Greg est irrésistiblement attiré par les formes opulentes des femmes en âge d’être sa mère. C’est ainsi qu’il fantasme comme un malade sur sa prof de français. Les copines de son âge ne le laissent pas indifférent, il « s’amuse » volontiers avec ; mais, comment dire, elles n’ont pas ce qu’il recherche dans une femme. Cette maturité, cette plénitude charnelle qu’elles n’acquièrent qu’autour de la quarantaine. Eh bien, voyez comme le hasard fait bien les choses, une voisine, Aline, qui pourrait être sa mère, renifle en lui ce désir inavoué. A-t-elle surpris certains regards sur sa chute de reins ou sa poitrine bien en chair ? Toujours est-il qu’après l’avoir attiré chez elle sous un prétexte, elle entreprend de faire son éducation sexuelle, d’une façon très poussée. Ne laissant aucun chapitre du corps de la femme inexploré. Là-dessus, le père de Greg divorce, et le voici nanti d’une « deuxième mère » qui n’a que la trentaine… Puis c’est la prof de français qui se décide à son tour. Comme on dit, notre ami n’est pas sorti de l’auberge… Et ce n’est pas « L’Auberge de l’Ange gardien ». Nenni, amis, nous ne sommes pas ici chez la bonne Comtesse…

Débuter la lecture

Je n’avais que seize ans lorsque j’ai découvert les femmes mûres. A cette époque, j’habitais encore Caluire avec mes parents. Cela n’allait pas fort entre eux. Mon père rentrait souvent très tard et ils se disputaient à tout propos. Mais j’avais déjà ma vie à moi, ma bande de copains – presque tous étaient élèves du même lycée privé que moi – et cela me suffisait bien.

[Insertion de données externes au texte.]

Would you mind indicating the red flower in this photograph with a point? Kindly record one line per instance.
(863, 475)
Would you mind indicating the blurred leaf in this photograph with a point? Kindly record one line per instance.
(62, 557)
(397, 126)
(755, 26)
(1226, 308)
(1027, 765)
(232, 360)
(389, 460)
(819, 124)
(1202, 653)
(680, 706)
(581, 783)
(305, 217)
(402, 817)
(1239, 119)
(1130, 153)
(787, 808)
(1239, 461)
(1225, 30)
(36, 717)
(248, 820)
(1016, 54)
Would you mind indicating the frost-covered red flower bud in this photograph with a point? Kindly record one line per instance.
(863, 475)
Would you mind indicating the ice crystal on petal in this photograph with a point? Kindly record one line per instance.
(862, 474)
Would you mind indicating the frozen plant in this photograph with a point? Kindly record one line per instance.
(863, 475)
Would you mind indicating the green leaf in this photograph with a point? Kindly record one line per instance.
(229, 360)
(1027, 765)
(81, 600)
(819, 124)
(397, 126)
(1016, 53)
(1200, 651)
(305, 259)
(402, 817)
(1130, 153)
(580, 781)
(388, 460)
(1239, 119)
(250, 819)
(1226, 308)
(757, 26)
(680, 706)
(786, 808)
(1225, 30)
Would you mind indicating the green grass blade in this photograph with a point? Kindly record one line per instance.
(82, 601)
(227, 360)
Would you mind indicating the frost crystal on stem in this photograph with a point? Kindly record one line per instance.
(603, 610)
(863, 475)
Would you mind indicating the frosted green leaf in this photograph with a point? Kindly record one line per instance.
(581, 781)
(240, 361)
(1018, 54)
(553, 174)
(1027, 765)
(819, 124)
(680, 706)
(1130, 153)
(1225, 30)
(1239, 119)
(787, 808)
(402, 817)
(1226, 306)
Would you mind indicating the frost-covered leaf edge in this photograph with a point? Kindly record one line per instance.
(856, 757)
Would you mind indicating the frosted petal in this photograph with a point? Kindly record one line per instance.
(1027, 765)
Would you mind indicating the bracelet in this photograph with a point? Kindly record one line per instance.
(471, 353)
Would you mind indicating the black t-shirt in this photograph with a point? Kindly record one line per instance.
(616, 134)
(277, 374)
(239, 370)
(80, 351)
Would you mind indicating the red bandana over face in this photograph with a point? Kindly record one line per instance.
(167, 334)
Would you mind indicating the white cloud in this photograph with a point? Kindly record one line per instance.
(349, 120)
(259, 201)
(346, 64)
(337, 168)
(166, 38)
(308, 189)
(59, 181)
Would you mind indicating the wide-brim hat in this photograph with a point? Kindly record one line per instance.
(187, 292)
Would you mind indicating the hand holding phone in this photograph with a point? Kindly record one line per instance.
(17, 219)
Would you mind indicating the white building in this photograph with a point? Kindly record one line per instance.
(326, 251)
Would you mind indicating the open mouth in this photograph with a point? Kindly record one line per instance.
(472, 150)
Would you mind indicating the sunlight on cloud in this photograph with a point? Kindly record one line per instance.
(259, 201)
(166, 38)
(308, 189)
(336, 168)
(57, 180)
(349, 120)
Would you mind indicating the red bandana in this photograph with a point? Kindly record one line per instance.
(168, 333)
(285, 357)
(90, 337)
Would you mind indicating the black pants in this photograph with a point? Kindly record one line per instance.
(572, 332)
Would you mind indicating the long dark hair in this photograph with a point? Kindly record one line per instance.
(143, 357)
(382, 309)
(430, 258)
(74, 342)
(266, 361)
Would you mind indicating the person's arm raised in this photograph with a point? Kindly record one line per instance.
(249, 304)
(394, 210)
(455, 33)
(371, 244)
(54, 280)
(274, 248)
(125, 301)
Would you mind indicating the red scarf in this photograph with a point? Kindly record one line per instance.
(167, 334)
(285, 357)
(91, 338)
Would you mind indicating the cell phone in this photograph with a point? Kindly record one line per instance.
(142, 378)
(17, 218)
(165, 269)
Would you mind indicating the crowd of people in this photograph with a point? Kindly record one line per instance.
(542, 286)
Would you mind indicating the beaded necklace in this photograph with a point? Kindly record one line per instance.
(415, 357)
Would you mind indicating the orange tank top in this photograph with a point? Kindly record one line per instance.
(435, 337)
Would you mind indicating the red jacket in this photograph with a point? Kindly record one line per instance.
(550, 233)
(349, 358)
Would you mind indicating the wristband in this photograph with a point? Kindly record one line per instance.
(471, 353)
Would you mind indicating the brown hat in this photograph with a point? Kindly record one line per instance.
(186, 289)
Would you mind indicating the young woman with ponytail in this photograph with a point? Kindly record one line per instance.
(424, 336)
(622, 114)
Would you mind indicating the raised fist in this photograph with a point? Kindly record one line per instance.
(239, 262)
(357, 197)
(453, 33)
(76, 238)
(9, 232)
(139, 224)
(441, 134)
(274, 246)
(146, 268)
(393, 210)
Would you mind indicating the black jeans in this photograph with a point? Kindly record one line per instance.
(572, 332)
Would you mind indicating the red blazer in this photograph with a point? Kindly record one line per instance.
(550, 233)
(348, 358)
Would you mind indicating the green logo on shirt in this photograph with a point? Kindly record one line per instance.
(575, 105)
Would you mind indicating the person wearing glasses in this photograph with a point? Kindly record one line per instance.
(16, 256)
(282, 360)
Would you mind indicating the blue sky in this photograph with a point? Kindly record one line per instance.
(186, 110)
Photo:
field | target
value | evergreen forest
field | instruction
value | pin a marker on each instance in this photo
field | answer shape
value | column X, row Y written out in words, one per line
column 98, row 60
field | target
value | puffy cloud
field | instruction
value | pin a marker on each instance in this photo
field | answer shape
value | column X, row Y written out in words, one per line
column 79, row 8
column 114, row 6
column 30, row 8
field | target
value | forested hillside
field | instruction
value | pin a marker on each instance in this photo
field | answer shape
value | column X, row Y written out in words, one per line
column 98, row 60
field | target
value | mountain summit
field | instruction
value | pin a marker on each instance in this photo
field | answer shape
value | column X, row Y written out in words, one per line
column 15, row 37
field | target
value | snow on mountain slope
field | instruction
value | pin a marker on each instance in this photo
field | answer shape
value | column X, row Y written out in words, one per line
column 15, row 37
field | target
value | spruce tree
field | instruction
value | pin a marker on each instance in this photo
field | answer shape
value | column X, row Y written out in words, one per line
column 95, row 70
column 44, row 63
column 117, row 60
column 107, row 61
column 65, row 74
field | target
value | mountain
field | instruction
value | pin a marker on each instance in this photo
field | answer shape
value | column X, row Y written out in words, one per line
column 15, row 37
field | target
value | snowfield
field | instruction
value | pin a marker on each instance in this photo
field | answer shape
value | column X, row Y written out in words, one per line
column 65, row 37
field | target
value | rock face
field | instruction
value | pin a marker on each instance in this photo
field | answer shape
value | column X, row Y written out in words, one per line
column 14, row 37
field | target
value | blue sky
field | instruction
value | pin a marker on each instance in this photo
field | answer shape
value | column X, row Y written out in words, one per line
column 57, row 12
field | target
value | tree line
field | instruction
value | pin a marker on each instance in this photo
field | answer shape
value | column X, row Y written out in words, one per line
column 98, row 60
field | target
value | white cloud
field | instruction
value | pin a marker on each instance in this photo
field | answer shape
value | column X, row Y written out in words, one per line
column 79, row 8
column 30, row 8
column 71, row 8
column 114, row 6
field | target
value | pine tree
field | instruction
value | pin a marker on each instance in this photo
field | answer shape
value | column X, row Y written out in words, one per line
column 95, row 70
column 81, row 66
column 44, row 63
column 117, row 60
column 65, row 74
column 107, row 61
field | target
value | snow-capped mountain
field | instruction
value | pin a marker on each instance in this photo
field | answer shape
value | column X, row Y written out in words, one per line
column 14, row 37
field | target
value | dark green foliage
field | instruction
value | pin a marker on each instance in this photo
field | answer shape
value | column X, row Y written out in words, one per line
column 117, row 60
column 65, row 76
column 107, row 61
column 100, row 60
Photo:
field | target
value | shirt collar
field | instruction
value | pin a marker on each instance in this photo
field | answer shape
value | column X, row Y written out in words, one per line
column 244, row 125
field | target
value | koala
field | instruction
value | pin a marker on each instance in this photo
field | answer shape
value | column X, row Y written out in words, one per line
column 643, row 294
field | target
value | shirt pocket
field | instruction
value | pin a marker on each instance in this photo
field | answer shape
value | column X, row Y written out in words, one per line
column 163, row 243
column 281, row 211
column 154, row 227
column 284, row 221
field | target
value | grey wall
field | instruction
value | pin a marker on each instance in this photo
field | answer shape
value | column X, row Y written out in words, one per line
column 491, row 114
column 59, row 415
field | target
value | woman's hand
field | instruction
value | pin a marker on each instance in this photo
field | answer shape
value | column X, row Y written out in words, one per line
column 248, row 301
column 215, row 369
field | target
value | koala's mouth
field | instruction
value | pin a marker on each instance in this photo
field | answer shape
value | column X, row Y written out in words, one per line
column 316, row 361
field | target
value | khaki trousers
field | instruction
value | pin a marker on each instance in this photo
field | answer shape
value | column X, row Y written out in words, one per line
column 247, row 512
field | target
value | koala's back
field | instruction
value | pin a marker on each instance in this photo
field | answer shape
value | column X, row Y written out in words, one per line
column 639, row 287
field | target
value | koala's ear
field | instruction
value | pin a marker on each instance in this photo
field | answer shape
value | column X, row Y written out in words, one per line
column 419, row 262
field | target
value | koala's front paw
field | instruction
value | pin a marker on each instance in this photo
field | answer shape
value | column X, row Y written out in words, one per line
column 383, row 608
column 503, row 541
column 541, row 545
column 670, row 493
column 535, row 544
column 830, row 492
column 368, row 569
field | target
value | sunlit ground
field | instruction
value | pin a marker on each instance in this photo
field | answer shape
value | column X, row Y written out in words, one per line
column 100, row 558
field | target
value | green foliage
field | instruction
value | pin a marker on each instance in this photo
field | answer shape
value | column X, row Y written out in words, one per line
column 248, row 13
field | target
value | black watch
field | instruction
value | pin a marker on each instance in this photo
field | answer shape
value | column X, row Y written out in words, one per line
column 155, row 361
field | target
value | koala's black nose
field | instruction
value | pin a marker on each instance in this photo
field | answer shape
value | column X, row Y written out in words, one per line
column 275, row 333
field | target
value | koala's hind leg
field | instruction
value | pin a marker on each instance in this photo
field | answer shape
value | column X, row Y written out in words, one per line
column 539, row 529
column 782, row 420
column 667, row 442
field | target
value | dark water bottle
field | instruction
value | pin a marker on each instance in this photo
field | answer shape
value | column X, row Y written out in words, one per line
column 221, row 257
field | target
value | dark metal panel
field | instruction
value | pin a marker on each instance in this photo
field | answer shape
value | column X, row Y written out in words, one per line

Je n’étais qu’un gamin sans aucune expérience des femmes même si je prétendais crânement le contraire, sous prétexte que je « l’avais fait ». Après être sorti près de trois mois avec Charlotte, la fille d’un dentiste du voisinage, j’avais enfin réussi à passer à l’étape supérieure. A la dernière fête où nous étions allés, j’avais réussi à entraîner la petite blonde à l’extérieur. Allongée dans l’herbe, elle s’était laissé faire. Elle m’avait dit que pour elle aussi, c’était la première fois, ce dont je n’étais pas convaincu à en juger par la façon qu’elle avait eue de précipiter ses coups de reins en me sentant sur le point de jouir. J’étais conscient qu’il me restait beaucoup à apprendre pour être un bon amant, mais au moins, je n’étais plus puceau. J’étais débarrassé de cette étiquette infamante qui vous vaut des quolibets dans la cour du lycée. Charlotte et moi nous étions revus plusieurs fois dans les semaines qui suivirent, chez elle ou au parc, et je commençais à prendre de l’assurance, j’arrivais à me retenir chaque fois un peu plus longtemps. Malheureusement, elle est partie en vacances dès la fin des cours et je me suis senti seul, vaguement cafardeux. Le ciel était couvert et la température avait chuté, m’empêchant de profiter de la piscine. Je suis allé traîner près du rond-point au bout de la rue, où les jeunes du quartier se retrouvaient parfois, mais n’y trouvait personne. Je suis resté un moment assis dans l’herbe, à me demander ce que je pourrais bien faire, à qui je pourrais bien téléphoner.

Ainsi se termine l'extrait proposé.